Data Integration is one of those necessary but evil tasks that is part of almost every project - M&A, system consolidation, customer onboarding and regulatory reporting all require data to be moved, transformed or combined.

The traditional approach to doing data integration is to have experts in the source and target systems create a map that describes how every field in the source is transformed and moved to the appropriate field in the target. This map, often captured in Excel, is then handed off to an IT team to code the ETL job that does the work. This code is then handed off to yet more teams for testing and ultimately, deployment. This process is time consuming, error-prone and expensive.

A powerful new approach to addressing this challenge involves using semantic web technology as the "data glue" to guide integration and dramatically simplify the process. There are several key components to this approach:

  • Using semantic models to describe data in standard business terms (e.g., FIBO, CDISC, existing enterprise model etc.)
  • Mapping source and target data to the semantic model instead of directly from source to target
  • Combining these maps as needed to create end-to-end semantic descriptions of ETL jobs
  • Automatically generating ETL code from the semantic descriptions for leading ETL tools (e.g., Informatica and Pentaho)

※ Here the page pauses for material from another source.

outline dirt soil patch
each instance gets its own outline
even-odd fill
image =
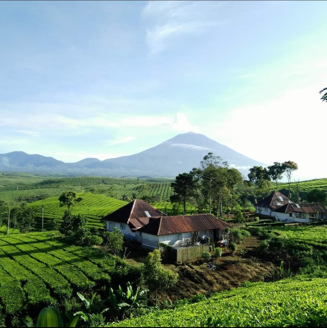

There are significant benefits to this approach:

  • Data integration can be done by business analysts with minimal IT involvement
  • Adding a new source or target only requires an expert in that system to map to the common model as all maps are reusable
  • The time and cost do an integration project can be reduced up to 90%
  • Projects can be repurposed to a new ETL tool with the click of a mouse
  • The semantic model that describes that data, sources, maps and transformation is always up-to-date and can be queried for data meaning and lineage

Check out Anzo Smart Data Integration from Cambridge Semantics to see this approach in action.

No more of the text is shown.